Wednesday, September 17, 2003

[194.1] ADAMS' APPLE, DIXIES' DREAD

In my earlier mentions of 9/11-related music, I unwisely made no reference to John Adams' proms premiere. This significant work received mixed notices outside the homeland. Many thought that its emotion fell short of genuine artistic expressivism.

One such was Andrew Clements: "One of the season's biggest disappointments [was] John Adams's ... memorial 'On the Transmigration of Souls', [which] certainly took the prize for queasy questionability, and only just stayed on the right side of mawkishness; it was the kind of tribute piece, heartfelt no doubt, that really should have stayed in New York."

I think this may prove a rather unyielding judgement. There is more about the project here.

Further afield (indeed right outside NFE's usual orbit) there's a bit of me that feels, in spite of the musical evidence, that everyone should go out and purchase at least one Dixie Chicks album – and then send G.W. a cheery postcard to tell him you've done so. The country stars endured vitriolic abuse in the US after Natalie Maines said she and her bandmates were ashamed that President George W. Bush was from Texas like them. She made the off-the-cuff remark in London shortly before the Iraq war. A semi-climbdown was to be expected, but at least the free speech principles haven't been entirely forsaken -- unlike the message board on the band's site, which rapidly filled up with obscenities and had to be scrapped.

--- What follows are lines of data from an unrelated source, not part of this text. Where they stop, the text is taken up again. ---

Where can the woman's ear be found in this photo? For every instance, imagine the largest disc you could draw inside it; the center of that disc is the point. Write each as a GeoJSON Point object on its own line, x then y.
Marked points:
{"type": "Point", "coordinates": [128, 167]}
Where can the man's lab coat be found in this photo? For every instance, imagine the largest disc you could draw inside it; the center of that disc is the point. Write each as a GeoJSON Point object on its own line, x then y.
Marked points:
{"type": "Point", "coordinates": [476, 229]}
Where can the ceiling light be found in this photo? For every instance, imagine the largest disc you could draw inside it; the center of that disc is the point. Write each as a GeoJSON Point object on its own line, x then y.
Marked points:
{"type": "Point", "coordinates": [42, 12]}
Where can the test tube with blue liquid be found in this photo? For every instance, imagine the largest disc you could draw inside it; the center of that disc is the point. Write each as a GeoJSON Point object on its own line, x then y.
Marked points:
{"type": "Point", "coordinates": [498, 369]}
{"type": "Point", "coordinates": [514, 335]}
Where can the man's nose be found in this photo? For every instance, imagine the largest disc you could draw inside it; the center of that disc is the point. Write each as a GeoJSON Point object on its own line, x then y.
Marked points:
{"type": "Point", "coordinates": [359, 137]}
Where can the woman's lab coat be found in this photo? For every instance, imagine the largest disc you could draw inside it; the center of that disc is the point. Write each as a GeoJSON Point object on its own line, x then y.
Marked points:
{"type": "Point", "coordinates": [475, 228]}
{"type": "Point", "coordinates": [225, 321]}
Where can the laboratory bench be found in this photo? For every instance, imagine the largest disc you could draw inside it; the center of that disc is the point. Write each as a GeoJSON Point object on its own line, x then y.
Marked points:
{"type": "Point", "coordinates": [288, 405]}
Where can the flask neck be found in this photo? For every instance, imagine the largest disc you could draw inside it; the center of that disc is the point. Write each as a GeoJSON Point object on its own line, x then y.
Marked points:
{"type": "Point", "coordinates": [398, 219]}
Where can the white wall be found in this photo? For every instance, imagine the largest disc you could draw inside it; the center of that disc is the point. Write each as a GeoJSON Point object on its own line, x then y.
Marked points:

This spat views very differently from inside and outside the US, of course. In Britain we take Blair-baiting in our stride. But as film-maker Michael Moore observed in his even more tactless Oscar speech: "Shame on you, Mr Bush, shame on you. And any time you got the Pope and the Dixie Chicks against you, your time is up ." The Chicks went on to offer £1million dollars to the US Red Cross from their 'Star Spangled Banner' cover, as a gesture of goodwill. Incredibly, it was turned down after alleged pressure from the White House. Write that check for UNHCR now, gals.

Nor is this just a squabble in the political gutter. There are wider musical ramifications, too. It is reported that major record labels are now introducing clauses into artists’ contracts that cover 'inappropriate' comments or incidents by them. This so-called 'Dixie Chicks clause' would make them financially responsible for downward CD sales spikes that might stem from 'negative' remarks or acts by the artists.

But the Dixies are not bowing low. Nigel Williamson wrote of a recent Memphis concert: "The show - which is prefaced by Elvis Costello's version of '(What's So Funny 'Bout) Peace, Love and Understanding' -- is well received, even when a song called 'Truth No 2' is accompanied by a video featuring Martin Luther King, Gandhi and Malcolm X and footage of civil-rights protests. The film also shows archive footage of Nazi book burning before it ends with shots of the destruction of Dixie Chicks records and the on-screen messages: 'Seek The Truth' and 'Tolerance'. Throughout the show, Maines sports a 'Dare To Be Free' T-shirt, and it is lost on no one that we're in the city where King was assassinated."

The Dixie's have just finished a fairly low-key four date UK tour. They have been received respectfully, if not rapturously --by US citizens abroad, too. One in the eye for lumpen leaders, who talk about 'freedom of speech' and then bend all their best efforts to surressing it. "If you can't question your government then you are just mindless followers." -- Emily Robison.